By ICC’s India Correspondent
08/29/2017 Washington, D.C. (International Christian Concern) – “This is an answer to prayer and my heart is filled with gratitude to God and to Christians everywhere,” Pastor Hate Singh Gundiya told International Christian Concern (ICC) last week as six Christian prisoners in India’s Madhya Pradesh State were granted bail by the Indore High Court. Although this news brought great relief to Christians of the Jhabua region, many still fear further outbreaks of intolerance led by Hindu hardline groups seeking to put pressure on Christians.
The trouble began on May 21 when nine Christians, accompanying 70 children, were arrested in Ratlam by railway police after being falsely accused of attempting to forcefully convert the children they were traveling with to a children’s camp in Nagpur. The children were taken to a government child protection center for two days and then sent to their respective homes. The nine Christian adults were booked under charges of child abduction, human trafficking, and forced conversion under the state’s draconian anti-conversion law. These charges were accepted by police despite affidavits filed by the parents of children attesting that they are both Christians and that the children were traveling with the nine Christians with their consent.

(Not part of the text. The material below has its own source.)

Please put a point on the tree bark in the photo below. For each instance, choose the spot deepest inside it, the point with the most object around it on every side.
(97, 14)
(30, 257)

The Christians’ applications for bail were rejected four times in lower courts due to the influence of local Hindu radical groups. While in the lower court, three Christians were released on bail, but six remained in prison until the Indore High Court accepted the plea for bail for the remaining Christians last Thursday, August 24.
Pastor Gundiya, who has been monitoring the bail proceedings of the jailed Christians, spoke with ICC just after he received news that the Christians’ bail plea was accepted. “It’s like [a] new day dawning for Christians in Jhabua, particularly for those families whose husbands spent more than three months of rigorous punishment in the jail just because they were going to attend a Christian children’s camp.”
“Our lives have been devastated and the survival of me and my children was an everyday challenge,” Sama Babore, wife of one of the six imprisoned Christians, told ICC. “I was cornered by my own extended family for going to church and also for the present crisis of my husband’s imprisonment. I was all alone and we didn’t have sufficient food to eat during the past three months.”
“I cannot travel in the public mode of transportation as people recognize me as person who converts people into Christianity and they ridicule me [and] even abuse me,” Savita, a 24-year-old Christian, told ICC. Savita spent nearly a month in jail in Ratlam along with the others who were arrested on May 21. Although she is out on bail, she has to attend all court scheduled proceedings. This has forced Savita to travel nearly 125 miles once a week, sometimes more, to attend the case. Sharing her experience from the jail, Savita told ICC, “We did not get sufficient food in the jail and the reason they gave was that we are Christians and we do conversions.”
Moudi, a village located 10 miles away from Jhabua, is home to 25 Christian families. According to local church leadership, all of the 25 families have stopped attending church. According to a local pastor, who wished to remain anonymous, “These Christians stopped going to church after the village head (mukyu) convened a meeting for the villagers and told the Christians to stop going to church and leave the Christians faith.” This pronouncement by the village head came right after rallies were held by Hindu hardline groups following the arrest of the nine Christians on May 21.
In Dhar, another nearby village, more than 25 people used to attend worship prior to the Ratlam incident. Two children from Dhar were among the 70 who were traveling to Nagpur on May 21. According to Pastor Gundiya, some Christians in Dhar village have practiced Christianity for five years, but they are now being pressured to give up their faith.
The arrest of the nine Christians accompanying the 70 children in Ratlam has created a very critical situation for Christians across the Jhabua Region as it has been used by Hindu hardline groups to inflame religious tensions. Pressure from village leaders and Hindu hardline groups continues to affect the daily lives of the Christians trying to exercise the religious freedom rights given to them by India’s constitution. Although the bail granted to the remaining six prisoners is a positive development, more must be done to ensure justice for the Christians of this region.